Dinosaur paleoart is cool enough on its own merits, but the subset focusing on the dinosaurs' airborne cousins is even wilder. It's only a matter of time until we have a book of pterosaur drawings done up in the style of Audubon's Birds of America, to demonstrate the beauty and diversity of these long-dead aviators.
But until that time, here's the next best thing: a bunch of talented artists riffing on the most bizarre and majestic species of pterosaur yet to be discovered and placed in the fossil record. Consider it your front-row seat to the pterosaur Renaissance.
Pterosaurs are popularly referred to as pterodactyls, but Pterodactyllus antiquus was just the first species of the group to be found.
The Pterodaustro genus of pterosaurs were probably krill-feeders, judging by their thousands of bizarre, bristled teeth.
The striking cranial features of the Nyctosaurus gracilis have puzzled scientists for over a century. The interpretation above depicts the structure as a straight-up antler, but it's possible the animal may have used it as scaffolding for a large, sail-like crest, as pictured below. Pterosaurs were all about wacky cranial decorations, after all.
Nyctosaurus: The wizard of the Cretaceous skies.
Quetzalcoatlus northropi was the largest animal ever to fly. With a wingspan reaching almost 40 feet, this giant pterosaur was the size of a giraffe when grounded. Most pterosaurs had to content themselves with eating small fish, bugs, or carrion, but Quetzalcoatlus may have actually dined on small dinosaurs like the baby sauropod in the picture. Bad luck, Littlefoot.
Thalassodromeus was a close relative of Quetzalcoatlus northropi, but instead of eating adorable baby dinosaurs, it specialized in skimming the ocean surface for food.
The Nemicolopterus crypticus is one of the smallest pterosaurs ever discovered, with a wingspan of only 10 inches.

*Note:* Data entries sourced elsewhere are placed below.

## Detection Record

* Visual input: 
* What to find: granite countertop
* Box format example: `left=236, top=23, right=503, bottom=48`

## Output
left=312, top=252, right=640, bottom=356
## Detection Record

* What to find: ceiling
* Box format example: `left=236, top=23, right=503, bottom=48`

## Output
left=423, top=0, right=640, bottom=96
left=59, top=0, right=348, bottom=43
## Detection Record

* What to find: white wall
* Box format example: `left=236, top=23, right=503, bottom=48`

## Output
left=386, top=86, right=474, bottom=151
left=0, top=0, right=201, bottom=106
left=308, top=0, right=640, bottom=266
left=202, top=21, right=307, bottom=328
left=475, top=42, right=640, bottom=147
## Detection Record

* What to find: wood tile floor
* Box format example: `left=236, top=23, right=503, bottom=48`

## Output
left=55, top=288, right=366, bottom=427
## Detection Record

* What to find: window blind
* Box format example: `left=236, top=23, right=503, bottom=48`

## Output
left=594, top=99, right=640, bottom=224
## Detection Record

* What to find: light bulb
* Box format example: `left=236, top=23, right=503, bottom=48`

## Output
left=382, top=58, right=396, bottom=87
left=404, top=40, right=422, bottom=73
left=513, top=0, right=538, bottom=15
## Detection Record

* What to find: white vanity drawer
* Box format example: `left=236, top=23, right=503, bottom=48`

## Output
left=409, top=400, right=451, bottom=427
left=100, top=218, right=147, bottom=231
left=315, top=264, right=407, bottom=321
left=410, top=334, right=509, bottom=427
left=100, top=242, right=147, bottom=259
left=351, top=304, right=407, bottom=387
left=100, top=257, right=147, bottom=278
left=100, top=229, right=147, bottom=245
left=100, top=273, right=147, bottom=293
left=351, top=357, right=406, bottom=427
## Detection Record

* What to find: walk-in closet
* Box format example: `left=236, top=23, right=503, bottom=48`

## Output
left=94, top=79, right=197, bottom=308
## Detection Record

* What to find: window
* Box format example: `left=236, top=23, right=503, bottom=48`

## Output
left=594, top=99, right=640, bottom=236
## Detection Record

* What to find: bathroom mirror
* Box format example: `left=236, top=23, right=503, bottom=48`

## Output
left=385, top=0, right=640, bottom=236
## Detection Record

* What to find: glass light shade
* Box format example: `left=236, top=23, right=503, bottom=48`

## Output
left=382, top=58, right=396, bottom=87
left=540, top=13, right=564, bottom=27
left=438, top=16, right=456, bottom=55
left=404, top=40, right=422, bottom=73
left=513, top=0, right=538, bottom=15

Pteranodon fossils are the most abundant of any pterosaur, with over a thousand specimens collected. There was a lot of diversity in size within the group, with the largest members reaching wingspans of about 20 feet.
Pterosaurs evolved all kinds of funky cranial crests, but few are more distinctive than that of the Europejara olcadesorum, a species discovered in 2012. The animal is both the oldest member of its genus, and the oldest pterosaur ever found without teeth. It had a wingspan of about six feet.
Eudimorphodon had a freaky smile, packed with dozens of sharp, outwardly protruding teeth. The fangs were probably used to catch and skewer fish, and to inspire nightmares in small children epochs later.
This interpretation of the small pterosaur Jeholopterus ninchengensis is cartoonish, but it captures how unique its skull was compared to other pterosaurs. The animal's rounded face and bat-like frame has puzzled paleontologists since the only specimen was found in 2002. Some suggest that the animal had a lure connected to its forehead like an angler fish, and others speculating that it was a vampire that could suck the blood of tough-hided dinosaurs. Until other specimens are found, questions about Jeholopterus's odd features are likely to persist.
In 2011, paleontologists discovered the jawbone of an 80-million-year-old giant biped named Samrukia nessovi. Ever since, a debate has been raging over what clade the animal belonged to—birds or pterosaurs. If it was the latter, Samrukia would be the first flightless pterosaur ever found. If birds like ostriches and penguins can trade in their flying abilities for other adaptations, why not pterosaurs?
It's an interesting idea, and further goes to show that researchers have only just begun to scratch the surface of the pterosaurian world.